We settled on rank 64 with alpha 128 (2x ratio). Target modules: q_proj, k_proj, v_proj, o_proj, and gate_proj. Including the gate projection helped with the model’s ability to “route” attention to security-relevant code patterns.

Eval during training: practical approach

Loss curves are basically useless for this. They’ll go down and tell you nothing about whether the model is catching real bugs.

What worked for us:

Classification accuracy on a curated set. Take 500 code snippets where you know the ground truth (200 with real vulnerabilities, 300 clean). Run the model at each checkpoint and measure precision/recall. This takes ~10 minutes on a single GPU and correlates well with real-world performance.
Structured output compliance. If you’re expecting the model to output in a specific format (severity level, affected lines, fix suggestion), measure how often the checkpoint produces parseable output. We saw format compliance drop during training sometimes before recovering, which was a useful early warning.
Diff-level agreement with human reviewers. Take 50 real PRs where you have human review comments. Score how often the model flags the same lines the human did. This is your most expensive eval but also the most meaningful. Run it every 200 steps, not every step.

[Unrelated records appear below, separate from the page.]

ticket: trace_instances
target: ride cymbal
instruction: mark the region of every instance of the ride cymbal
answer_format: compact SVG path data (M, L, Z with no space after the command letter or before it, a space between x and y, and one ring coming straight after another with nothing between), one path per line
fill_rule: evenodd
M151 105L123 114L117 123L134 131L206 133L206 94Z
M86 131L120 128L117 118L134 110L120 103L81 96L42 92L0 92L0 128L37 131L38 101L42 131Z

Skip BLEU/ROUGE type metrics entirely. They’re meaningless for this task.

QAT vs post-training quantization

For code tasks specifically, we found post-training GPTQ (4-bit) on a full-precision fine-tuned model performed within 2-3% of the unquantized model on our eval set. QAT is theoretically better but adds complexity to your training pipeline and slows down iteration. I’d only bother with QAT if you’re pushing to very aggressive quantization (2-bit) or if that 2-3% quality gap matters for your use case.

Start simple: fine-tune in full precision (or bf16), quantize with GPTQ afterward, validate on your eval set. If the quality drop is acceptable, ship it. If not, then invest in QAT.